Ten Things to Know About Military Compensation

On Friday, Lawrence Korb, Alex Rothman, and Max Hoffman of the Center for American Progress wrote "The Top 10 Things to Know About Military Compensation," which provides context for compensation within the defense budget and how reforms can be done in minimally harmful ways.

The ten things are:

  1. Defense personnel costs have doubled since 2001 and now cost about $180 billion per year, or roughly one-third of the defense budget.
  2. Personnel costs would consume the entire defense budget by FY 2039 if they continued at their current rate (and the defense budget did not increase more than projected).
  3. Pay reforms in the Pentagon's request for FY 2013 would save $16.5 billion over five years without hitting active service member pay.
  4. Because of the 20 year vesting period for military retirement benefits, four out of five veterans do not receive those benefits.
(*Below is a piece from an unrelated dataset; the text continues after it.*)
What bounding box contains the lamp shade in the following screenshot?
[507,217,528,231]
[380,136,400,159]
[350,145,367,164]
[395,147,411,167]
  5. The least likely to receive benefits are those who have borne the brunt of the fighting in the wars in Iraq and Afghanistan.
  6. Transitioning to a 401(k)-type system for pensions will allow retirement benefits to go to a far larger percentage of veterans while containing costs.
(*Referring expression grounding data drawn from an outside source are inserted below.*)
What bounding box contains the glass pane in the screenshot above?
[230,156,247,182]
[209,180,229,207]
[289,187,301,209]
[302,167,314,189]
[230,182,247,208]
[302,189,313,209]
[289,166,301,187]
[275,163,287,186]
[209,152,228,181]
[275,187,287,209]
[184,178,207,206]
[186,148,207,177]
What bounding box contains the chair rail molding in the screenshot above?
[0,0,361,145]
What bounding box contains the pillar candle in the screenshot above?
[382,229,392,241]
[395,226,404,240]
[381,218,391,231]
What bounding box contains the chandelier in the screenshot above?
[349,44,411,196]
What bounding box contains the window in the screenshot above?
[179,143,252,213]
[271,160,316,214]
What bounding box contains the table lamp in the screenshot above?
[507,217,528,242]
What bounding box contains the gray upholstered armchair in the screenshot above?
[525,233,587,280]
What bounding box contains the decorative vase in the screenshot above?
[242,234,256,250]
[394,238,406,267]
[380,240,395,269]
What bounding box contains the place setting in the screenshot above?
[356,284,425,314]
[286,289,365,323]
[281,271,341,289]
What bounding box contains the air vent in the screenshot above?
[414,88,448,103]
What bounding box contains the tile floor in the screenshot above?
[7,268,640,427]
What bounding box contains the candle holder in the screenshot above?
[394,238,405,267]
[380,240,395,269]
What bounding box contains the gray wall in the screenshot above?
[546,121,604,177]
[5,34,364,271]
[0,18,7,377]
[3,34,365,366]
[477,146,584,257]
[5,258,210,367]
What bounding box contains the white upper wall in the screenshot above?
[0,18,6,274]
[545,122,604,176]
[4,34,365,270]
  7. Much of the cost increase in TRICARE can be attributed to military retirees.
  8. The Pentagon has proposed responsible increases in health care fees paid by military retirees, which will save $13 billion by FY 2017.
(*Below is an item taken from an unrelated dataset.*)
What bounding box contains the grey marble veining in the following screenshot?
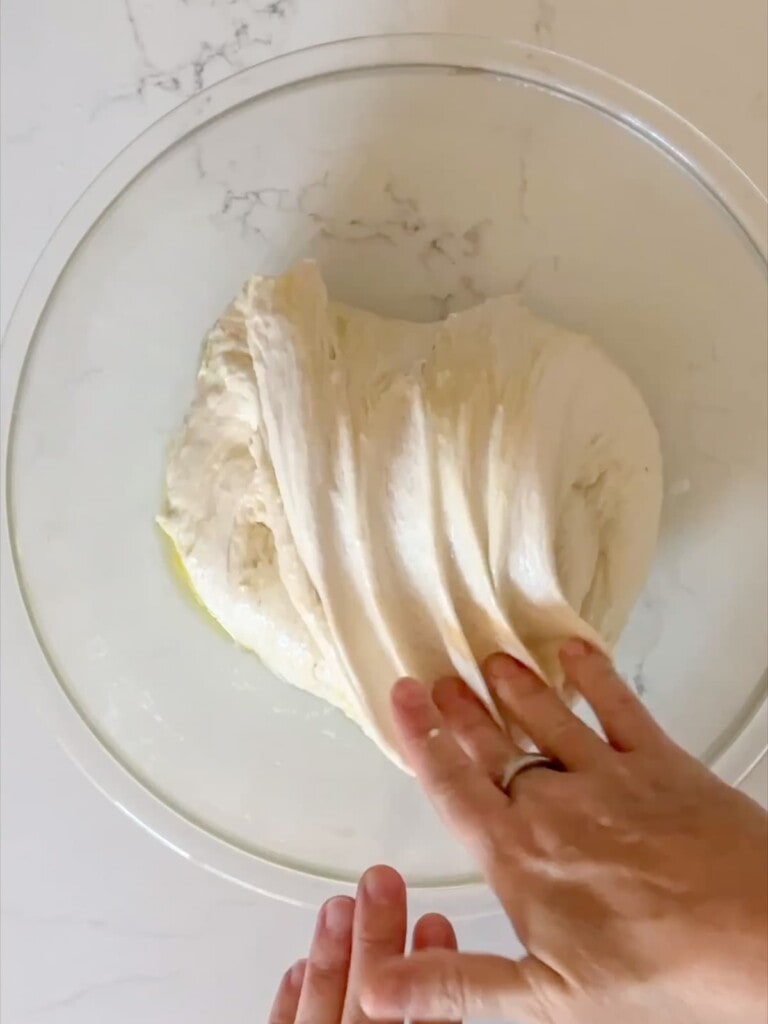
[105,0,296,109]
  9. The Pentagon can save up to $15 billion per year with additional reforms to reduce overutilization of services and limit double coverage among working age retirees.
  10. None of the Pentagon's health care recommendations would affect active duty service members or low-income or disabled veterans, all of whom would still receive free health care.

The takeaway from these facts is that while we must honor (and generously compensate) the sacrifices of our troops, we can also make targeted changes to compensation that improve the system and have as little harmful impact as possible. Personnel costs--and, of course, other parts of the defense budget where there are areas ripe for savings-- should be on the table.